Dev by zaz · Pull Request #311 · geometric-intelligence/TopoBench

zaz · 2026-04-17T15:57:04Z

Work towards porting TunedGNN.

This PR is a draft, but builds upon some complete PRs already submitted. It will be rebased in the future.

Run `pre-commit run --all-files`.

Fixes linter warning: numpydoc-validation flagged mismatched underline lengths in docstring section headers.

Fixes linter warning: numpydoc-validation flagged GL08 (missing docstring) on 4 modules.

Run `pre-commit run --all-files`.

After adding these, running `pre-commit run --all-files` indicates no existing issues.

Run `codespell --write-changes`, then manually correct.
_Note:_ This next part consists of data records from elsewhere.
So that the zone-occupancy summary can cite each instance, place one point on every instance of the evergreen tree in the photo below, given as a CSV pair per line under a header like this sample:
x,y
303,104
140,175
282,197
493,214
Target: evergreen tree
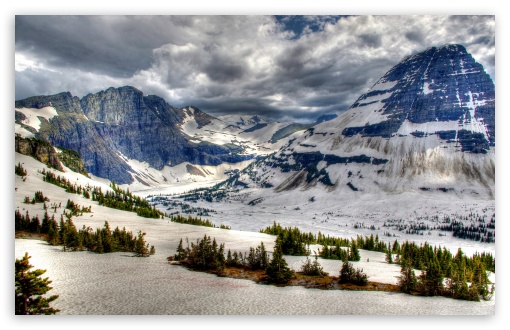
x,y
277,271
407,279
430,282
389,258
181,252
313,268
30,290
141,248
354,253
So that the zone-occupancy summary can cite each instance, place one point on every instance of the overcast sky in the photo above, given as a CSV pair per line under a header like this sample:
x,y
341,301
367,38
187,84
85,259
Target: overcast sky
x,y
282,68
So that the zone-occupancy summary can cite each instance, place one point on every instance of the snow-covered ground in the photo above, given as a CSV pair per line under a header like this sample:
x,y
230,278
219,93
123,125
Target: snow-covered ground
x,y
120,284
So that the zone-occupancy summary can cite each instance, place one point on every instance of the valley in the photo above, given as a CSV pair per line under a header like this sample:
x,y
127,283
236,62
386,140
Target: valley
x,y
413,159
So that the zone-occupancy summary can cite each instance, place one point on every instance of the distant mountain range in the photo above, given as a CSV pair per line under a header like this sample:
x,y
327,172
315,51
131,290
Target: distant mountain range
x,y
427,125
118,129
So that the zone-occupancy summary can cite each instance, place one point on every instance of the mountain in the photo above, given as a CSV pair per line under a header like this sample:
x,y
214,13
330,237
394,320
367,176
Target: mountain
x,y
324,118
428,125
125,136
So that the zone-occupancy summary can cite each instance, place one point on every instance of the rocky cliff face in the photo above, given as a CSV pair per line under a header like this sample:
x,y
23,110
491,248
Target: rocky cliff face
x,y
118,123
439,85
38,149
426,125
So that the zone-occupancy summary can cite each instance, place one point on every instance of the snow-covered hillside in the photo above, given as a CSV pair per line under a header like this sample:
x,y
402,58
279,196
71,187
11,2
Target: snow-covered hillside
x,y
252,134
427,125
114,283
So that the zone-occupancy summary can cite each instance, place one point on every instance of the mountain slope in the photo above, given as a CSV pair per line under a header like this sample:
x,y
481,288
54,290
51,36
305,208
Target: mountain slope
x,y
427,125
113,127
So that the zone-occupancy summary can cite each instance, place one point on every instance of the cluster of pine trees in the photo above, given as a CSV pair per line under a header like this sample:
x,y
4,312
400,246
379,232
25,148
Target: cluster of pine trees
x,y
100,241
38,198
206,254
19,170
76,209
337,252
350,275
294,241
458,276
196,221
118,199
313,268
443,274
124,200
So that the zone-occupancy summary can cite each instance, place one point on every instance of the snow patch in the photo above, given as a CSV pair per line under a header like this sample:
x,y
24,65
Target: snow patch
x,y
32,115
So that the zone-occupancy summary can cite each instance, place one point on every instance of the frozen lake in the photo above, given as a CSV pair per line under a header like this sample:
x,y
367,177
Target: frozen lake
x,y
114,284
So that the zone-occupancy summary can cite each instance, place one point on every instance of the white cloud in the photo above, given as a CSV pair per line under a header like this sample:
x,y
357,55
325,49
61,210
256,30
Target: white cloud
x,y
216,61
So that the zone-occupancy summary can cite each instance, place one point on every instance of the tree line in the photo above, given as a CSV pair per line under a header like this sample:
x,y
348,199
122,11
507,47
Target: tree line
x,y
65,234
118,198
195,221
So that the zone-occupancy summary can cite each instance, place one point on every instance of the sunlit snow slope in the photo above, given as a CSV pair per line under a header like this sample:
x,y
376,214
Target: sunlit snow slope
x,y
427,125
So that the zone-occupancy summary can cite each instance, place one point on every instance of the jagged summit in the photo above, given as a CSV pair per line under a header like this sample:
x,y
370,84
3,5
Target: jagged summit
x,y
426,125
442,84
123,134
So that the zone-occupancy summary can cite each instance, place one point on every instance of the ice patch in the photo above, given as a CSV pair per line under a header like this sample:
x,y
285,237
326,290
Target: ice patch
x,y
32,115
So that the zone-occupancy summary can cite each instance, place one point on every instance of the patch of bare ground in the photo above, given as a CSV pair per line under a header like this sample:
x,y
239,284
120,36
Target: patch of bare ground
x,y
299,279
26,235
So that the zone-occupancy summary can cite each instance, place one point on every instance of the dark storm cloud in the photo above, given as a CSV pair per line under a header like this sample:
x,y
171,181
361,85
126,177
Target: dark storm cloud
x,y
371,40
416,36
113,45
223,71
284,68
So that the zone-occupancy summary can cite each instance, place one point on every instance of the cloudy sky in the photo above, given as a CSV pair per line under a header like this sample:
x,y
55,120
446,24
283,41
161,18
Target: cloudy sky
x,y
281,67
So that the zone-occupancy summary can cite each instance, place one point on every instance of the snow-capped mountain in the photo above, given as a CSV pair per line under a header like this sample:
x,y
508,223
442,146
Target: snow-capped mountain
x,y
125,136
427,125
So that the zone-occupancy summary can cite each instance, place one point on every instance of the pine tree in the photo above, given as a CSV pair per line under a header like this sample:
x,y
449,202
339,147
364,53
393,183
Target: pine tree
x,y
29,290
389,258
277,271
407,279
141,248
354,253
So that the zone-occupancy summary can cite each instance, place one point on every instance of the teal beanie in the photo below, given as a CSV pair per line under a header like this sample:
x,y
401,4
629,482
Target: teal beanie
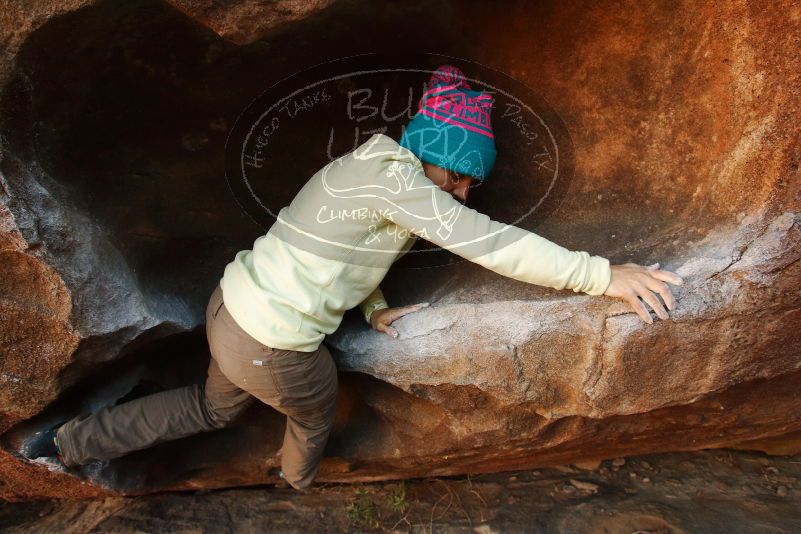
x,y
452,127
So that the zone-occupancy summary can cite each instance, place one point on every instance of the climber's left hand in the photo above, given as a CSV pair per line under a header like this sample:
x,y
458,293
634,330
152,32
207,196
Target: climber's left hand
x,y
381,319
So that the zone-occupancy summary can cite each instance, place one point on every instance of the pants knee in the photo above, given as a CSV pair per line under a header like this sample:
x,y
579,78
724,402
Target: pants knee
x,y
218,416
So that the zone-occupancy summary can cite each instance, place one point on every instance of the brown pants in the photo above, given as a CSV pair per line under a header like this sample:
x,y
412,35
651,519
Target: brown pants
x,y
301,385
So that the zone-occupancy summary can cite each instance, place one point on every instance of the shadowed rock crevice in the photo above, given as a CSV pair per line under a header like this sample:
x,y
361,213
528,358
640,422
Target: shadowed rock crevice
x,y
116,222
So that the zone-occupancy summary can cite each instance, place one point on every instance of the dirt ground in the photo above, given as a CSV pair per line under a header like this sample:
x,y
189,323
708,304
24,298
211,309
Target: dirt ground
x,y
706,491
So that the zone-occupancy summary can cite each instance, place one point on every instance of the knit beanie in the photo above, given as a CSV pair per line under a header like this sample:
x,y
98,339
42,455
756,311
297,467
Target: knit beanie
x,y
452,127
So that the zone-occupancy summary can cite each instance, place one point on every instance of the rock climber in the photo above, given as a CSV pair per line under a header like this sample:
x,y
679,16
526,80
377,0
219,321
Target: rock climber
x,y
327,252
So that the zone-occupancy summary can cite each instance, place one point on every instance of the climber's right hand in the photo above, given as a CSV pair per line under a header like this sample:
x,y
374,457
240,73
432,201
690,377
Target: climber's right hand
x,y
381,319
632,282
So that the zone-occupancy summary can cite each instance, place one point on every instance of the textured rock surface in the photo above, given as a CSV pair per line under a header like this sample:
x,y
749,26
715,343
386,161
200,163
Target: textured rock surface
x,y
115,224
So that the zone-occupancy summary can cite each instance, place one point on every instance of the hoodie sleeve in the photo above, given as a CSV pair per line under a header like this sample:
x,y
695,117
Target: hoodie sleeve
x,y
413,201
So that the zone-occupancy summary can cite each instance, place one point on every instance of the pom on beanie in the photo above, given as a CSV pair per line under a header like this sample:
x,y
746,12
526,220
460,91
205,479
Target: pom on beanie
x,y
452,128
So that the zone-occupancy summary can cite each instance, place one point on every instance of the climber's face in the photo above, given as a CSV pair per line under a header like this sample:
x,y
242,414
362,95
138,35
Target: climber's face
x,y
458,185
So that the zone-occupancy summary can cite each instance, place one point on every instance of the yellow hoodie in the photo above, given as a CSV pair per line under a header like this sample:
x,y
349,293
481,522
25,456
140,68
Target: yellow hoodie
x,y
330,248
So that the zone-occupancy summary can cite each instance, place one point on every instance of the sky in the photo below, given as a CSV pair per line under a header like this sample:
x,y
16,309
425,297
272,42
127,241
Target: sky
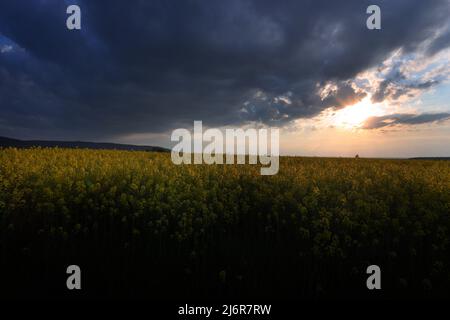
x,y
139,69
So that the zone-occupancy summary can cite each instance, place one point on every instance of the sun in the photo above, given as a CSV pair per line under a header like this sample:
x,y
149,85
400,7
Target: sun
x,y
353,116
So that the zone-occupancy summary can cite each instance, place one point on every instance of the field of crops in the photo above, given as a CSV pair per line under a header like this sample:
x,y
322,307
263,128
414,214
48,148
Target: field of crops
x,y
140,226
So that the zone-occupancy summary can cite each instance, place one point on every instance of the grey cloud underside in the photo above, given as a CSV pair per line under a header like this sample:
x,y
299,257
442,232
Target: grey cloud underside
x,y
150,66
404,119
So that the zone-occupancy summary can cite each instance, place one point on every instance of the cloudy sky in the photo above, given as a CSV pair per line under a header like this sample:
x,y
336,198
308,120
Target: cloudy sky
x,y
139,69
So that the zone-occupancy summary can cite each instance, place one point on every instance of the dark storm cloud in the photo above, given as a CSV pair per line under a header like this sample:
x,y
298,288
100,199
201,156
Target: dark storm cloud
x,y
404,119
149,66
396,85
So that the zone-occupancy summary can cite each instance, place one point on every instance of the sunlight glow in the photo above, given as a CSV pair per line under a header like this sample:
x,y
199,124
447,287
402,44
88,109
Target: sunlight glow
x,y
352,117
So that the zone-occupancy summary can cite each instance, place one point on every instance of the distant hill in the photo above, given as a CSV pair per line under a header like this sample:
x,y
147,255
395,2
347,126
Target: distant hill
x,y
9,142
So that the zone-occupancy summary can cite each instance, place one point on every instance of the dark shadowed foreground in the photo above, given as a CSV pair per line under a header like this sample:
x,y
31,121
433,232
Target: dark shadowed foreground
x,y
139,226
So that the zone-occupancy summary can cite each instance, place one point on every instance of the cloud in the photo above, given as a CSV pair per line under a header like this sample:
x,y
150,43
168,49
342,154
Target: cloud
x,y
403,119
151,66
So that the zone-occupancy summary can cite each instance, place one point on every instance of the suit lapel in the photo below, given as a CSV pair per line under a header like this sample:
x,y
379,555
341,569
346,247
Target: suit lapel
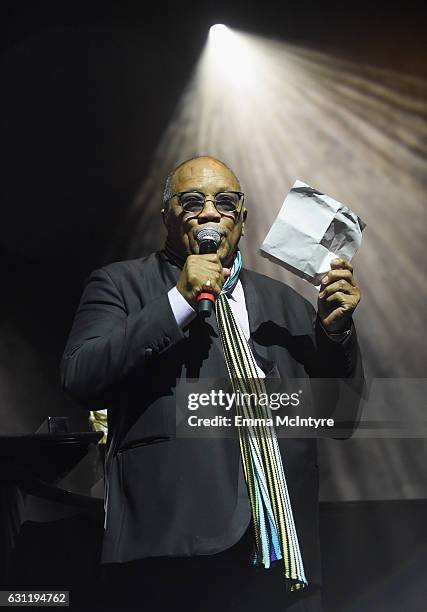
x,y
263,355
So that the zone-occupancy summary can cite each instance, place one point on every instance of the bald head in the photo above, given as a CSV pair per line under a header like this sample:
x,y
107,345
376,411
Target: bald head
x,y
201,166
208,176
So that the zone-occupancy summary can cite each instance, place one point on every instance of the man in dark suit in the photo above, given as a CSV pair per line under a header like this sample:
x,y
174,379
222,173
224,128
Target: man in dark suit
x,y
178,521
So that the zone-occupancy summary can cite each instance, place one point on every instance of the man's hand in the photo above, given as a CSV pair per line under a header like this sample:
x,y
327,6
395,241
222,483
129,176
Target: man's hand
x,y
199,272
339,295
Fix grammar using Claude Haiku 4.5, then manually correct. Co-Authored-By: Claude Haiku 4.5 <noreply@anthropic.com>

Use `return 1` instead of `exit 1` so that sourcing the script with an invalid platform prints the error without killing the shell. Fixes geometric-intelligence#305

Verify that `source uv_env_setup.sh INVALID` does not kill the user's shell (uses return instead of exit).

Replace if/elif chain with case statement and string concatenation. No functional changes.

torch >= 2.6 defaults to weights_only=True, which breaks OGB's torch.load calls that serialize PyG data classes. Register the needed classes as safe globals so datasets load without errors. Guarded with hasattr for compatibility with torch < 2.6.

Prevents PyG's fs.torch_load from falling back to weights_only=False when loading processed datasets that contain numpy scalars and dtypes. Includes numpy.dtypes.*DType subclasses for numpy >= 1.25.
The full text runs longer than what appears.